'Soul' é animação perfeita para refletir sobre como viver sem amarras do propósito

Filme foi lançado oficialmente pelo Disney+ no último dia 25 de dezembro

Não chega a ser muito tarde na vida quando surgem os questionamentos sobre quais são nossos propósitos, o que nos move ou nos faz feliz. São muitas vezes, inclusive, que tais perguntas nos cercam em minutos espaçados durante os dias, mas que raramente gostaríamos de ver em um filme, por exemplo. Ainda assim, estas são algumas das questões incrustadas em 'Soul', filme da Pixar lançado pela Disney nos dias derradeiros de 2020, um ano complicado até mesmo para se refletir sobre algo. Em pouco mais de 1h30 de duração, a animação, como já diz o próprio título, se destina a mergulhar nos contornos da alma com uma profundidade ímpar, com a qual apenas personagens animados seriam capazes.

Com direção de Pete Docter e Kemp Powers, 'Soul' conta a história de Joe Gardner (Jamie Foxx), um professor e pianista apaixonado por Jazz. Prestes a realizar um dos maiores sonhos da vida, Joe se fere e inicia uma jornada para tornar possível o reencontro entre alma e corpo, que se separam nesse momento definidor. De cara, já acerto aqui um acordo: talvez seja melhor ler esta coluna apenas depois de assistir o longa, e já explico nas próximas linhas o porquê. Enquanto está em plano terrestre na busca incessante por realizar o que sempre sonhou, Joe chega ao ápice do "esquecer de viver" e é nessa espécie de morte quando começa a se enxergar.

Saindo desse plano para o próximo -nada parecido com detalhes religiosos ou espirituais já descritos, o que é benéfico para o filme- o protagonista dublado por Foxx conhece 22 (Tina Fey), uma alma que nunca conseguiu obter o passe específico para chegar à Terra. Juntos, os dois iniciam uma saga em busca do retorno de Joe, mas que dirá bem mais sobre como a vida deve ser levada de verdade.

Estética

Logo de início, é a estética minimalista o fator capaz de dizer tanto sobre a animação. Por meio de formas geométricas simples ou personagens fantasmagóricos, é a mensagem de 'Soul' que se destaca, salta aos olhos e já faz o espectador buscar uma mensagem dentro das cenas formadas em tela. A mudança entre a Terra como é vista e o plano das almas, no entanto, é brusca, o que pode gerar o questionamento de se a passagem de Joe por lá será temporária ou não. Nada que prejudique o andamento da trama.

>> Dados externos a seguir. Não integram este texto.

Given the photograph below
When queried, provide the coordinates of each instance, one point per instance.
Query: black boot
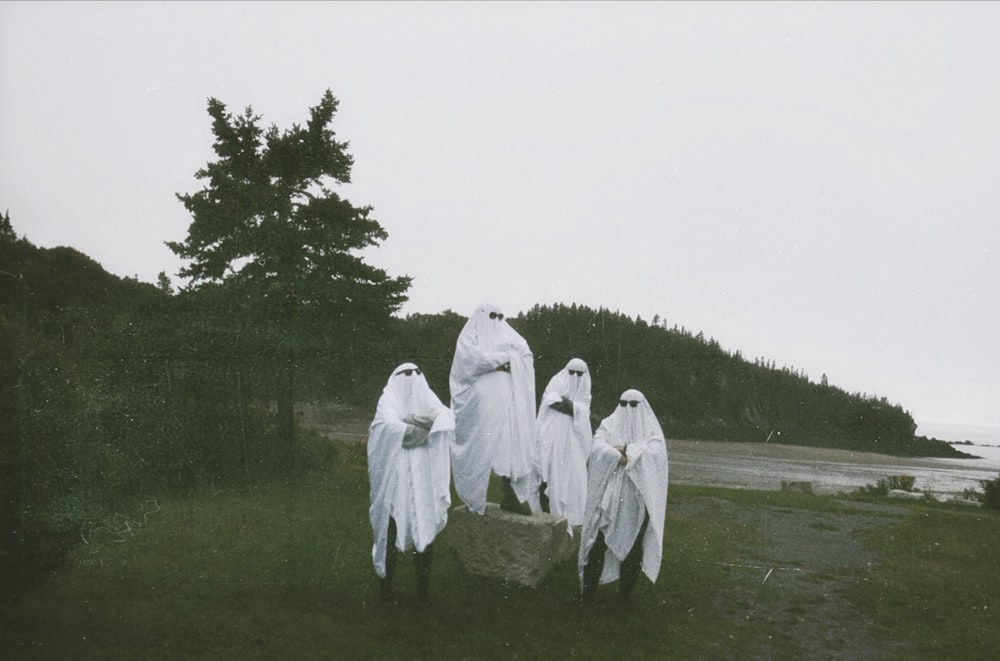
(510, 502)
(423, 562)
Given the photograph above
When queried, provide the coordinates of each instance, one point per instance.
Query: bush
(887, 484)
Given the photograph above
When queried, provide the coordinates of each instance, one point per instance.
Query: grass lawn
(283, 571)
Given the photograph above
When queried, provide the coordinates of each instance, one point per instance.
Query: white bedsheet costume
(494, 408)
(620, 496)
(564, 441)
(408, 464)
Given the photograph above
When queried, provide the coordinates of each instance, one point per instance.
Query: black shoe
(387, 594)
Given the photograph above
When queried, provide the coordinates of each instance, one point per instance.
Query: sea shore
(765, 466)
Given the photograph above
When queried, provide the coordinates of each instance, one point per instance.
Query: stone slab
(510, 547)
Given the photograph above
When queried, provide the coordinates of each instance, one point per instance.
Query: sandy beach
(830, 471)
(747, 465)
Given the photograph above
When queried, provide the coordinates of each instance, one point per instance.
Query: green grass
(283, 570)
(938, 585)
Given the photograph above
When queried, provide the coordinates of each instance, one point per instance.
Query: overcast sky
(814, 184)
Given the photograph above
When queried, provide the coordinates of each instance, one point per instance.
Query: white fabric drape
(619, 497)
(409, 484)
(564, 441)
(494, 409)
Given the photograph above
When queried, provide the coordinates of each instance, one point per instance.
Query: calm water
(751, 467)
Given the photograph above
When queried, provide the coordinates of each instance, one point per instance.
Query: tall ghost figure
(409, 474)
(493, 396)
(626, 499)
(564, 441)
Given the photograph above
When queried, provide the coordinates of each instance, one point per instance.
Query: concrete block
(510, 547)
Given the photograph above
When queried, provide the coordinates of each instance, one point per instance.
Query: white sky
(817, 184)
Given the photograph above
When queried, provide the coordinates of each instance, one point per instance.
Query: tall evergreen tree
(268, 230)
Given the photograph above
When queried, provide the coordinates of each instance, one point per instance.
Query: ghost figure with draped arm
(626, 499)
(409, 474)
(564, 440)
(493, 396)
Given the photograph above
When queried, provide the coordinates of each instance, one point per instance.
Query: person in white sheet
(409, 472)
(626, 499)
(493, 396)
(564, 440)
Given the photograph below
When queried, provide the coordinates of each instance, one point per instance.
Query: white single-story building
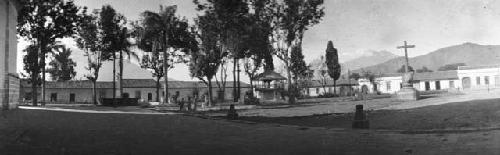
(479, 77)
(465, 78)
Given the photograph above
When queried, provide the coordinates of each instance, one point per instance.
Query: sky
(358, 26)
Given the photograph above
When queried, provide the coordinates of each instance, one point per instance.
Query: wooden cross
(406, 46)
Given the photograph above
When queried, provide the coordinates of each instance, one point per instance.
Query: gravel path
(50, 132)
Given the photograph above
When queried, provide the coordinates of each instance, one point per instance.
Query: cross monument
(406, 46)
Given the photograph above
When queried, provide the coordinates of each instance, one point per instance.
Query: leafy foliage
(298, 66)
(332, 63)
(41, 23)
(32, 64)
(62, 67)
(424, 69)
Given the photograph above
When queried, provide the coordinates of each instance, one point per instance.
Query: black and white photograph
(146, 77)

Esta característica já pode até ser citada como um dos pontos positivos. Enquanto abre mão de sequências imagéticas absurdamente elaboradas, a nova produção da Pixar busca no simples mostrar a história dos dois protagonistas, tão diferentes um do outro, mas que, no fim, parecem estar na procura feroz pelo mesmo objetivo. Enquanto na Terra se encontram as cores, os cheiros, os sabores, é onde ficam as almas o local perfeito para se descobrir como verdadeiramente se deve viver por aqui em solo firme.

Mais que sonho

Assim como diversos filmes da Pixar, 'Soul' foca em uma mensagem mais profunda para esclarecer o roteiro diante dos olhos de quem assiste. Aos poucos vamos descobrindo como surgiu a paixão de Joe Gardner pela música, das pressões pelas quais se impôs ao longo da vida, de como os referenciais familiares o formaram ao longo dos anos. Nada diferente do que vivemos eu ou você, por exemplo. Ao longo do filme, somos capazes de assistir como a lógica do propósito nos transforma, como nos faz crer que nascemos para fazer algo, que devemos ser bons em algo. No fim das contas, talvez, não seja bem assim.

É nesse momento em que a história atinge o ápice e brilha: quando mostra que a mensagem pela qual se propõe é mostrar a vida como mais que os objetivos dos quais nos personificamos. É, antes de tudo, sobre viver inteiramente. Joe e 22, inclusive, são perfeitos para exemplificar em cena. Por meio da segunda, a alma do músico descobre que não são nossas paixões que nos definem como seres humanos, mas nossas jornadas e o que fazemos no decorrer de nossas vidas, ainda que alguns detalhes pareçam insignificantes. Exatamente por isso, fique atento à metáfora do oceano citada por Dorothea Williams (Angela Basset). É a pequena história que dá início à jornada de descobrimento durante o filme.

No fim das contas, 'Soul' não apresenta algo completamente transformador para o cinema. Muito pelo contrário, se utiliza do básico, do enredo e da estética simples para trazer sensações como as vistas em 'Divertidamente' (2015), por exemplo. Exatamente por isso merece aplausos. É Pixar mais uma vez em potencial grandioso, trazendo a animação para o mundo dos adultos, sem perder a cor e a vivacidade que todas as crianças buscam em filmes como este.